Dois anos atrás, a menina observava a mãe mexer nas redes sociais quando teve a curiosidade despertada por uma foto em que a professora Luciana Gecchelin, amiga de Denise, aparecia com algumas mechas de cabelo na mão. Quando a mãe explicou que aquelas mechas iriam virar perucas para crianças e mulheres que perderam o cabelo por conta do câncer, a reação de Manu foi espontânea: iria deixar o cabelo crescer para doar no ano seguinte. E assim aconteceu, em outubro do ano passado.
– Fiquei muito feliz de poder ajudar outra pessoa a ficar feliz. Vou doar ano que vem, porque esse ano ele tá pequeno – conta a menina.

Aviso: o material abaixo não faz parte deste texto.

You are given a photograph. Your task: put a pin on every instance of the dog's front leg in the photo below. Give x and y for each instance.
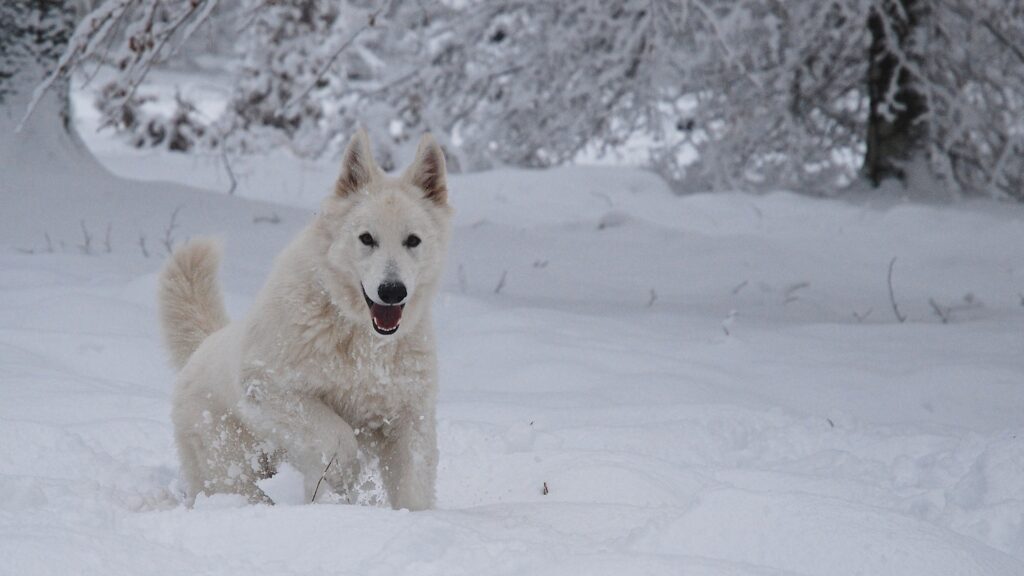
(309, 430)
(409, 461)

Enquanto aguarda as madeixas crescerem mais alguns centímetros, recentemente a moradora do bairro Esplanada estendeu sua generosidade à amiga e vizinha Helena Minuzzi, 6, que foi diagnosticada com leucemia e também ficou carequinha durante o tratamento. Foi dela a ideia de recorrer novamente à “profe Lu”, para mobilizar uma nova rede solidária que entregou à Helena uma peruca:
–.Fiquei muito triste quando soube que ela estava com a doença, mas agora fiquei mais feliz e minha amiga também. Ela está muito linda com a peruquinha – elogia Manu.

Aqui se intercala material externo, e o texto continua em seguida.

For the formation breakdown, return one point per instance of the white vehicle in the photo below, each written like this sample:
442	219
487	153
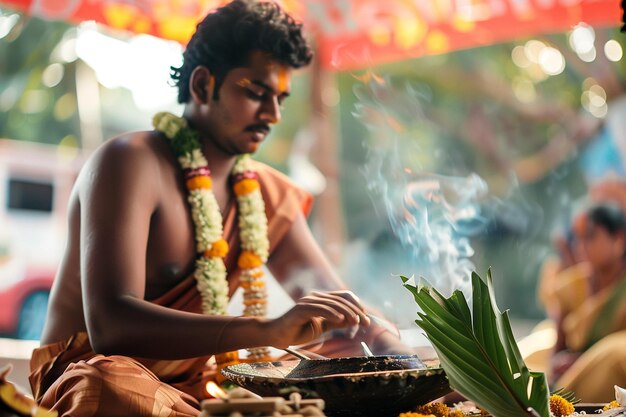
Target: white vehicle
35	183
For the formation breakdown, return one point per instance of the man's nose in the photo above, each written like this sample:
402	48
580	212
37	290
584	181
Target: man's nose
270	112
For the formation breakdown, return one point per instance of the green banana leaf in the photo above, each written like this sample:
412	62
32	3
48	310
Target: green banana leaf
478	351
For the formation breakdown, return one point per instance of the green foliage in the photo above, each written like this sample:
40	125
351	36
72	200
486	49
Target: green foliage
478	351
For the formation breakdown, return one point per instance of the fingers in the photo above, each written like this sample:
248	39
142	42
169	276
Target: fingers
348	303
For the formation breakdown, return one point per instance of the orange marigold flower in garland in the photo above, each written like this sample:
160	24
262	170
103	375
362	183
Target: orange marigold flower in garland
246	186
436	409
610	405
201	181
560	407
248	260
218	249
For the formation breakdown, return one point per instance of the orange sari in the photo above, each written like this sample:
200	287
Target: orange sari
71	378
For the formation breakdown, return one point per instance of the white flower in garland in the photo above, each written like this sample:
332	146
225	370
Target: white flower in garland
210	273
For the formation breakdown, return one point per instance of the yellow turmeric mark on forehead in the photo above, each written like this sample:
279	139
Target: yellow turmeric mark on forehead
244	82
283	79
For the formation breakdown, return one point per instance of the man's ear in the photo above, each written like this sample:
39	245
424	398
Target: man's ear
201	84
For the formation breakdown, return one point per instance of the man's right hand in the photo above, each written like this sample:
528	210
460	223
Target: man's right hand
315	314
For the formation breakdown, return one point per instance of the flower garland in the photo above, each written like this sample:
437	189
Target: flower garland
210	272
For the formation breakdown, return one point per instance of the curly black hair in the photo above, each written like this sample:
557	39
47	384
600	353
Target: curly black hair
608	216
227	36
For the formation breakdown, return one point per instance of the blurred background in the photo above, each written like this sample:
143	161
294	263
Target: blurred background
439	137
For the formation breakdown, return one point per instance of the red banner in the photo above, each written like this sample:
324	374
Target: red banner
355	33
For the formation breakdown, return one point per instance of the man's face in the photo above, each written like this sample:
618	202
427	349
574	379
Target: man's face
249	104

Para a mãe, reconhecer na filha, mesmo tão jovem, um olhar tão atento à necessidade da amiguinha ou de pessoas que ela nem conhece, mas sabe que estão sofrendo, é ter em casa alguém que veio à Terra com uma missão:
– Ser pai ou ser mãe é experimentar um amor incondicional. Ter uma filha com a Manu, com esse coração imenso e essa atenção ao outro, E pensar que há tantas outras crianças com esse coração maravilhoso, nos dá uma esperança em um futuro em que as pessoas possam se ajudar mais.
De frente com a Isabele
Quando uma criança-prodígio alia inteligência, habilidades sociais e vontade de fazer a diferença na vida das pessoas, daí pode sair uma Isabele Rezzadori. Com vocação para influencer mirim, a menina de 12 anos, que começou a ganhar seguidores no Instagram com desfiles de moda e dicas de leitura, nos últimos meses usou a veia comunicativa para realizar entrevistas com profissionais da saúde no seu perfil (@belerezzadori).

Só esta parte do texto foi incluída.